Conforme informações divulgadas, a pausa na operação em Hormuz atende a pedidos de países como o Paquistão e reflete o que Trump descreveu como um “enorme sucesso militar” obtido durante a campanha contra o Irã. A expectativa é de que essa trégua temporária abra caminho para a assinatura de um pacto histórico, embora os detalhes sobre o tempo de duração da suspensão e o estágio exato das negociações permaneçam incertos.
Avanços nas Negociações e a Estratégia de Trump
Donald Trump declarou que a suspensão do “Projeto Liberdade” é motivada pela possibilidade real de finalizar um acordo com o Irã. Ele destacou que grandes progressos foram feitos nas conversas com os representantes iranianos, sugerindo que ambos os lados concordaram em interromper o projeto de reabertura. Essa declaração contrasta com sua postura anterior, na qual minimizou a capacidade militar iraniana, chegando a sugerir que o país deveria “hastear a bandeira branca”.
O presidente americano também elogiou a eficácia do bloqueio dos portos iranianos pelos Estados Unidos, afirmando que a estratégia “está funcionando muito bem”. Segundo Trump, o poder militar iraniano foi significativamente reduzido, e mesmo com a retórica agressiva pública, Teerã estaria nos bastidores buscando fechar um acordo. “Eles fazem jogos, mas vou dizer uma coisa: eles querem fazer um acordo. E quem não iria querer, quando seu poder militar praticamente desapareceu?”, questionou Trump.
Reação Iraniana e Tensão na Região
Em resposta às ações americanas, o Irã elevou suas ameaças, considerando a operação em Hormuz insustentável. Mohamad Bagher Ghalibaf, chefe do Parlamento iraniano e principal negociador do país, afirmou em uma mensagem na rede social X que a “presença maligna” de forças americanas na região diminuirá. Ele também declarou que a continuidade da situação atual é insustentável para os EUA, mesmo antes de o Irã ter iniciado suas ações.
A Guarda Revolucionária iraniana, por sua vez, prometeu uma “resposta firme” a qualquer navio que tentasse passar pelo estreito por rotas não autorizadas por Teerã. A imprensa persa reportou que o Irã estabeleceu um novo mecanismo para o controle do trânsito de navios em Hormuz, embora os detalhes sobre seu funcionamento não tenham sido divulgados. Essa movimentação ocorre em um cenário de instabilidade, com recentes ataques na região que colocaram um cessar-fogo em xeque.
Israel em Alerta e a Importância do Estreito de Hormuz
A escalada de tensões na região também envolveu Israel. O novo chefe da Aeronáutica israelense, Omer Tischler, declarou que o país está disposto a mobilizar “toda a sua força aérea ao leste”, direcionando-a contra o Irã, se necessário. Essa declaração reflete a preocupação de Israel com a influência iraniana e a instabilidade no Oriente Médio.
O Estreito de Hormuz é uma passagem marítima de extrema importância estratégica, por onde transitava cerca de um quinto do petróleo comercializado no mundo antes da guerra.

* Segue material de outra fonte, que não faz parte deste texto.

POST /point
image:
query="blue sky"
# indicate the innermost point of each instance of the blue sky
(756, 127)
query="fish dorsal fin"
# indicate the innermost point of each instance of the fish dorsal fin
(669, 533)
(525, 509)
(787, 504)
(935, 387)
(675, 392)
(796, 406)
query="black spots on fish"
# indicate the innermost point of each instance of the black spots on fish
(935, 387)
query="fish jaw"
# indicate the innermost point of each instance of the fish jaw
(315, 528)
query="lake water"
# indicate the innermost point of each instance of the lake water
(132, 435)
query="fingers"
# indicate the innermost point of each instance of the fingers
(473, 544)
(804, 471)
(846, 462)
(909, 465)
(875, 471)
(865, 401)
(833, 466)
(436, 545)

O controle ou bloqueio dessa rota teria um impacto devastador na economia global, justificando a intensa movimentação diplomática e militar que tem marcado os últimos dias na região.

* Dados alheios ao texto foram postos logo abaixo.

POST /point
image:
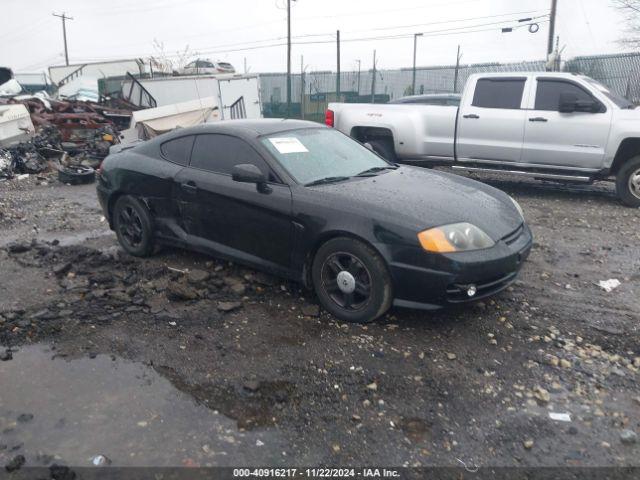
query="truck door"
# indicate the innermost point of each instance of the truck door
(571, 139)
(491, 123)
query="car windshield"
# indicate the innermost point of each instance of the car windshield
(313, 155)
(620, 101)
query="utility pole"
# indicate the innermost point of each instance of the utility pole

EUA Buscam Evitar Confronto Direto
O secretário de Defesa dos EUA, Pete Hegseth, buscou amenizar os ânimos ao afirmar que a operação americana para proteger navios comerciais é temporária e que Washington não busca um confronto direto. Ele reiterou que a trégua com o Irã ainda está em vigor, mas não descartou uma ação militar, adicionando que qualquer ataque iraniano provocaria uma resposta “devastadora”. A declaração visa sinalizar uma postura firme, mas também um desejo de evitar uma escalada para um conflito aberto.